The only thing even worse than being a public company CEO is being a private business CEO right now, says Ali Kashani, co-founder and CEO of Serve Robotics.
Access to capital, he argues, is everything in robotics.
And in todays FOMO-driven venture environment, protecting funds is far from guaranteed.Backed by Nvidia and Uber, Serve just recently raised $80 million to extend its runway through 2026.
The business intends to scale from 100 pathway shipment robotics in Los Angeles to 2,000 bots running across U.S.
cities by the end of this year and hit functional success once that fleet is fully deployed.

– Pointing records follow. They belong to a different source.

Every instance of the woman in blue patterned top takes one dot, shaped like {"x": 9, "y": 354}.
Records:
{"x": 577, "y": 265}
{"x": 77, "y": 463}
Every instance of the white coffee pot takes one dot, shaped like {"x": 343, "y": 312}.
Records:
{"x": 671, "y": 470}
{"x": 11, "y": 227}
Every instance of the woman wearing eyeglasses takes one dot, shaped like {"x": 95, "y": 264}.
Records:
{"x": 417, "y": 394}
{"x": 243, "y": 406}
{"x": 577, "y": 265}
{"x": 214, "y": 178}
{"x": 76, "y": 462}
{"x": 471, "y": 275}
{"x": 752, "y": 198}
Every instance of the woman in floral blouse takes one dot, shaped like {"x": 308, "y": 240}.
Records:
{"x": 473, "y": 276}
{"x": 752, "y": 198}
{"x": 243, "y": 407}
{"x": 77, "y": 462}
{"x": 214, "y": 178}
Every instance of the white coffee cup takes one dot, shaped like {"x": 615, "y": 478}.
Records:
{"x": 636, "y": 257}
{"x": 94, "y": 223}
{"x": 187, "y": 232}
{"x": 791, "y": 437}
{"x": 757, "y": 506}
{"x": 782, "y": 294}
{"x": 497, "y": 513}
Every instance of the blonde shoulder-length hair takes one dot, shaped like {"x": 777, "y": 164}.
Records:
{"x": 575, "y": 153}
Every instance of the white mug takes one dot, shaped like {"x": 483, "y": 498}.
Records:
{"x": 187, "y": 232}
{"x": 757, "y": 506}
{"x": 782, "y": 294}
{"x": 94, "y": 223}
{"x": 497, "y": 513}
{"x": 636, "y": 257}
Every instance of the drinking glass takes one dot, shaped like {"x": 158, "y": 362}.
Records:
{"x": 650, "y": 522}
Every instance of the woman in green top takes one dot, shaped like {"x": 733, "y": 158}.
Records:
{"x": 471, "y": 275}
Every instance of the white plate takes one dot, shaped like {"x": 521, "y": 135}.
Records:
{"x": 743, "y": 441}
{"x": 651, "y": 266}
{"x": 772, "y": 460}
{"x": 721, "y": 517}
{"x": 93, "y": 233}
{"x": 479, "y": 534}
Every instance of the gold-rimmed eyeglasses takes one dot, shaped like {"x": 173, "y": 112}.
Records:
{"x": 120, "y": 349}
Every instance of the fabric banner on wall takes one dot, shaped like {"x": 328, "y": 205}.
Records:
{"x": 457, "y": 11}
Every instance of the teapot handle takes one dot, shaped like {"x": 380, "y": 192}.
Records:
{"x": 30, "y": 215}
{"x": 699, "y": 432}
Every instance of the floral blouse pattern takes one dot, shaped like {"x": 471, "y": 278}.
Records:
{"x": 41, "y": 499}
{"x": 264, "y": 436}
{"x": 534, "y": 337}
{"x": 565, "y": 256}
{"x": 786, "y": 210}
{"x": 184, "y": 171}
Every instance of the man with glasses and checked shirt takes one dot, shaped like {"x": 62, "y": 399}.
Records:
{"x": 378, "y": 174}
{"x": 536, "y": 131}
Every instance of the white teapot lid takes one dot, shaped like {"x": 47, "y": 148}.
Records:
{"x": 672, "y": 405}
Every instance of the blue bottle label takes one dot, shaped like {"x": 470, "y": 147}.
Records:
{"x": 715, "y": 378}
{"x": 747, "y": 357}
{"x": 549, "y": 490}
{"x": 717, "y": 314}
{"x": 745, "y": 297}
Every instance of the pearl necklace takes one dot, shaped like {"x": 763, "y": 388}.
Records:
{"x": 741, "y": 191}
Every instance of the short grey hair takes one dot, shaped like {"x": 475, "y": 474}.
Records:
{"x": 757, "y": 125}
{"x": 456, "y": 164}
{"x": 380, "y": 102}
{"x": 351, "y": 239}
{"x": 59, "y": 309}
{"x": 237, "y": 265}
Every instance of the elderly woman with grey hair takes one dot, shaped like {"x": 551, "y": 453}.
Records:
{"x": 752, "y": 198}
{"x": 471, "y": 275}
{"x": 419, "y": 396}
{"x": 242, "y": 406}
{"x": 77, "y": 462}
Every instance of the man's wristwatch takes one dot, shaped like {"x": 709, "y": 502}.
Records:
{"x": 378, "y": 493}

Its a bold play in a space where hardware, logistics, and data all collide.Today on Equity, Rebecca Bellan caught up with Kashani to unload how Serve is browsing public markets, scaling real-world robotics by using food delivery as a test ground, and constructing what it hopes is the future of last-mile delivery.Listen to the full episode to hear more about: How Serve went from a Postmates spinout in 2021 to a publicly traded company via reverse merger in 2024.
What it requires to scale a delivery fleet throughout cities like LA, Miami, and Dallas, and why Serve isnt launching on college campuses like its rivals.Why Kashani says Serves walkway bots gather four times more visual data each day than GPT-4s vision model.How ground robotics and drones might work together to finally crack last-mile logistics.Equity will be back Friday with our weekly news round-up, and special Google I/O protection from Max.
Dont miss out on it!Equity is A Technology NewsRooms flagship podcast, produced by Theresa Loconsolo, and posts every Wednesday and Friday.Subscribe to us on Apple Podcasts, Overcast, Spotify and all the casts.
You also can follow Equity on X and Threads, at @EquityPod.
For the full episode records, for those who choose reading over listening, have a look at our complete archive of episodes here.